Reading this thread is like sifting through corn-laden turds looking for a nugget of gold. Let's sort the wheat from the chaff.
First of all, if you start with a Rubicon you've got a good base. There are pros and cons of the 3.6L Pentastar (2012+) vs the 3.8L (2007-2011). Certainly the newer engine will perform better but it also costs more, and the 3.6L is infamous for bad heads (repair of which would not be covered under warranty unless you buy from a Jeep dealer that provides such a warranty).
You can fit 35's under a Rubicon with zero lift, flat fenders (or significantly trimmed stock fender flares) and correct bumpstops. Unfortunately, once you add weight (steel bumpers, winch) the stock springs will sag. But TC is correct that 2.5" lift is sufficient for 35's with either extended bumpstops or minor trimming of the stock fenders, and 2.5" lift will also help with the breakover angle of the longer Unlimited.
I have nothing against AEV lifts except that they rely on drop brackets to correct the front geometry. This works very well on-pavement in avoiding camber-related alignment problems, and so short of going with a long arm lift, AEV results in the best on-road manners. Unfortunately, off-road the drop brackets hang low and get caught-up and bashed on obstacles. For light wheeling the AEV kit is fine, but if you will encounter any big rocks, downed trees or ledges the drop brackets will be a liability.
I've helped more than half a dozen people install Rock Krawler 2.5-3.5" lifts and, aside from some concerns about their rod ends, they perform well on both the street and off-road. If you want something beefier, Clayton and Synergy use Johnnie Joints, which are, IMHO, the most durable rod end you can use. Sticking with 2.5" on an Unlimited will help forestall problems with the OEM drive shafts and the need to do a flipped drag link to avoid bump steer.
The kit you select should have all eight adjustable control arms, new rear swaybar links, new front quick-disconnect swaybar links, progressive springs of the desired length, shocks to match the springs (I suggest spending extra for rebuildable shocks, preferably with remote reservoirs), beefy front track bar and steering stabilizer relocation bracket, adjustable front track bar, beefy rear track bar relocation bracket, extended front quick-disconnect swaybar links and extended rear fixed swaybar links, and brake line relocation brackets. If you can't afford to get a kit with all eight control arms, the minimum needed to set camber and pinion angle are the four upper control arms, but this will mean your axles will be slightly pushed forward/back and you are left with flimsy rear lower control arms.
In addition to the lift kit, to fit 35's you will need new wheels with 4.5" or less backspacing or 1.5" wheel spacers for your stock wheels, and you will need to trim the stock Rubicon rock rail and trim or bend in the pinch seam in your rear wheel wells.

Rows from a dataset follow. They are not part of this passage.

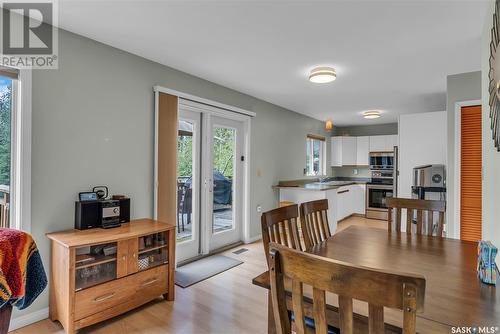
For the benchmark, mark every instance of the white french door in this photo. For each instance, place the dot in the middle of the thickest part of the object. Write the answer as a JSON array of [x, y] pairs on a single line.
[[188, 184], [210, 174], [224, 177]]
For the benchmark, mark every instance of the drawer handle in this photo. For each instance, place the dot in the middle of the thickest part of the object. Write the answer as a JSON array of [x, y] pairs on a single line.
[[104, 297], [150, 282]]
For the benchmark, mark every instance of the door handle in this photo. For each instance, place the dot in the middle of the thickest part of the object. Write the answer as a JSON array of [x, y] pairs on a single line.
[[104, 297], [150, 282]]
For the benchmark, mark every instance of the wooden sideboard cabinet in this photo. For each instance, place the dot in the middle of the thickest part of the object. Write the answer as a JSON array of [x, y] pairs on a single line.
[[98, 274]]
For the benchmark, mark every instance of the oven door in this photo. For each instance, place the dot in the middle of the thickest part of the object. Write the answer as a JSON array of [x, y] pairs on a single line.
[[376, 195]]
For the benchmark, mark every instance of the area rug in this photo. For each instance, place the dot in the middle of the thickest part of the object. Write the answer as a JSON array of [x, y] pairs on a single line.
[[200, 270]]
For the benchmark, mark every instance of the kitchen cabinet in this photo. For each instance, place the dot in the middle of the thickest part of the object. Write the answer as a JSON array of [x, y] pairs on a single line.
[[392, 141], [344, 202], [362, 151], [383, 143], [344, 151], [350, 200], [300, 195], [358, 198], [336, 148]]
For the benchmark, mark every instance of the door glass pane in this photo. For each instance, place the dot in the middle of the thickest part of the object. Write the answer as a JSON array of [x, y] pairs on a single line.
[[185, 163], [5, 148], [224, 149]]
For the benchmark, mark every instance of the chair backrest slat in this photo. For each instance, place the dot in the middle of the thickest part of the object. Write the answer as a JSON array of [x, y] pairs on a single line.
[[319, 311], [298, 306], [376, 319], [345, 315], [314, 220], [376, 287], [281, 226], [420, 206]]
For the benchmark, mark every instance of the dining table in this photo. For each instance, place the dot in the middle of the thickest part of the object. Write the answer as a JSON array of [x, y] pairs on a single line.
[[455, 301]]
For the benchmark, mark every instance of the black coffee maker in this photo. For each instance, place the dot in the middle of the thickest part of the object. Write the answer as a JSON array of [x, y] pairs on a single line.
[[94, 209]]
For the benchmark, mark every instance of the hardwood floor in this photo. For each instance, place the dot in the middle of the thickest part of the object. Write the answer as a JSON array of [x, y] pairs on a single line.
[[225, 303]]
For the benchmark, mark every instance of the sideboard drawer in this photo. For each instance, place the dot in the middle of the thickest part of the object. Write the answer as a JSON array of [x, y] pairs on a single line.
[[100, 297], [151, 282]]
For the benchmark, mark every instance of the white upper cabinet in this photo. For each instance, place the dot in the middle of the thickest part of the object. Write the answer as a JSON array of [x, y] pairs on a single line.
[[392, 141], [349, 151], [377, 143], [355, 151], [362, 151], [336, 151], [343, 151], [383, 143]]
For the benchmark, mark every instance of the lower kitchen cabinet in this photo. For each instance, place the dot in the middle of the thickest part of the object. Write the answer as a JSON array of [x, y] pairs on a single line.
[[358, 196], [350, 200]]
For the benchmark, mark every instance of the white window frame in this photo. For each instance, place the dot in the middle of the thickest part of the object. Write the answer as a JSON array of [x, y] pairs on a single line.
[[322, 155], [20, 200]]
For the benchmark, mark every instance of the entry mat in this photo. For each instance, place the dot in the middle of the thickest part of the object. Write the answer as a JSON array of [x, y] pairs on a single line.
[[200, 270]]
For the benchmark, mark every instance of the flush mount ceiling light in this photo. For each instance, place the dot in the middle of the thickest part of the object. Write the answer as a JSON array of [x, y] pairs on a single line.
[[371, 114], [322, 74]]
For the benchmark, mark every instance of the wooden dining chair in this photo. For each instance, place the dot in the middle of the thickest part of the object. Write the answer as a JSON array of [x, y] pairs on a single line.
[[280, 226], [314, 222], [376, 287], [422, 208]]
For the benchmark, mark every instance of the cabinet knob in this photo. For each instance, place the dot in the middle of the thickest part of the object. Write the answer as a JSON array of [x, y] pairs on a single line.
[[105, 297]]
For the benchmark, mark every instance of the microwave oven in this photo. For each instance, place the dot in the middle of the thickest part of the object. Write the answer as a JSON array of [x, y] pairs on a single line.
[[381, 160]]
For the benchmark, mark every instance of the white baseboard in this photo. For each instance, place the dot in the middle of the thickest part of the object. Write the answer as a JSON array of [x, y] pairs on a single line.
[[253, 239], [28, 319]]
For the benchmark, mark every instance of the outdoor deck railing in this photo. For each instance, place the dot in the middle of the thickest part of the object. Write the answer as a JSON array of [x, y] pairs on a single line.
[[4, 205]]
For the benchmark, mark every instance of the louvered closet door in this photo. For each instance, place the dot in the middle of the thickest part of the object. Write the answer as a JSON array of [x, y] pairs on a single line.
[[470, 174]]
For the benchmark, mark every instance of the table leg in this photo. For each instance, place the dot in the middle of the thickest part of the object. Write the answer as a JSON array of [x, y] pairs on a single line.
[[271, 325]]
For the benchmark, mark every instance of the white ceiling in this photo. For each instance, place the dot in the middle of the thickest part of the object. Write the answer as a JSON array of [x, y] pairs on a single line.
[[389, 55]]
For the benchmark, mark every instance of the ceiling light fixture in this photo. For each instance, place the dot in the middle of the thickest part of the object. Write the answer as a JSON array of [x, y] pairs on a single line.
[[371, 114], [328, 124], [322, 74]]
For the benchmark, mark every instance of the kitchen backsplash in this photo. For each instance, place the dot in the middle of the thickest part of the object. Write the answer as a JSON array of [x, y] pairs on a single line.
[[349, 171]]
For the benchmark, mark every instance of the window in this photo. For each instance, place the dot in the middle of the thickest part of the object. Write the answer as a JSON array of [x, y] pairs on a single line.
[[15, 148], [315, 155]]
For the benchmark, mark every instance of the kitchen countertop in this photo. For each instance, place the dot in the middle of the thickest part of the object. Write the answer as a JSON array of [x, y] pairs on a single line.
[[320, 186]]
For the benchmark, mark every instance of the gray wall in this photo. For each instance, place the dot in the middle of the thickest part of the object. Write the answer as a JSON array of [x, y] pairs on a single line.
[[364, 130], [93, 124], [460, 87], [491, 157]]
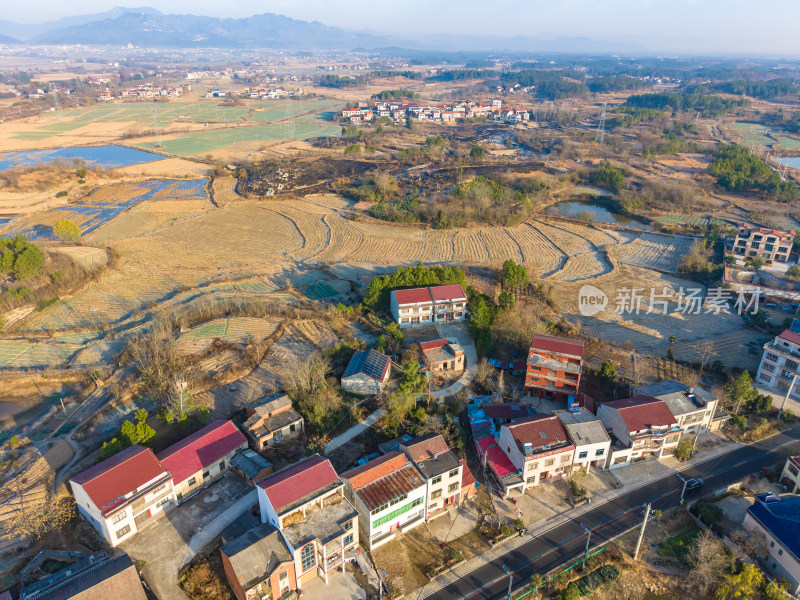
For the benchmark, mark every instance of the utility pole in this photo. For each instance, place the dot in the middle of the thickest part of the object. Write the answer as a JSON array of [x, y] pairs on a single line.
[[786, 397], [588, 539], [510, 580], [641, 533]]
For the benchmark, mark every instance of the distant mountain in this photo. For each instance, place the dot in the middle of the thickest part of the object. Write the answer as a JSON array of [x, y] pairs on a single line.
[[26, 31], [187, 31]]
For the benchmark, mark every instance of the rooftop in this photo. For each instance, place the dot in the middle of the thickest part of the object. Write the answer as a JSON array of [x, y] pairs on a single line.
[[115, 578], [541, 432], [201, 449], [551, 343], [383, 479], [299, 483], [643, 412], [323, 523], [256, 554], [583, 427], [108, 482], [369, 362], [781, 517]]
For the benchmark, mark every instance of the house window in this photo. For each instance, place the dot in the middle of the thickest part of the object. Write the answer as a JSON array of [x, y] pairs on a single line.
[[307, 557], [124, 531]]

The Rubicon comes with rock rails that will be perfectly fine for protecting your rockers during occasional light to moderate off-roading (see note above about trimming for 35's) and a skid for your transfer case. However the Rubi lacks any protection for the engine oil pan or lower control arm mounts, and provides only partial protection for the transmission oil pan. If you will be wheeling over rocks or downed trees you will want to add skid plates for the oil pan and lower control arm mounts, and consider upgrading your transmission skids. Also, if you wind up with a 2011 or earlier you will want to either relocate or put a skid on the plastic evap canister located next to the rear driveshaft towards the back of the floor pan.
Some other things you might consider, as they are frequent concerns off-roading, is reinforcing your front axle with C-Gussets and either an inner axle sleeve or axle truss. In fact, if it is within your budget or skills allow, (due to lengthy and involved welding process), I would suggest the Artec axle armor kit. And also consider installing the Synergy sector shaft and upper track bar reinforcement kit to address these two additional weak areas.
If you're buying a JK equipped with an automatic transmission I'd suggest an auxiliary transmission oil cooler. And an auxiliary oil cooler for the power steering is also a very good idea (or always carry some extra power steering fluid when off-roading). Then, if you expect to encounter water deeper than your frame, you will want to extend your axle, transmission and transfer case breather hoses to prevent water infiltration into those components.
The stock JK headlights are abysmal, but you don't need to spend $450 on headlights to get significant improvement. A good set of H4 headlight lamps and bulbs with a replacement wiring harness will run you under $200. Spend the other $250 on a small LED light bar for use when you're off-roading.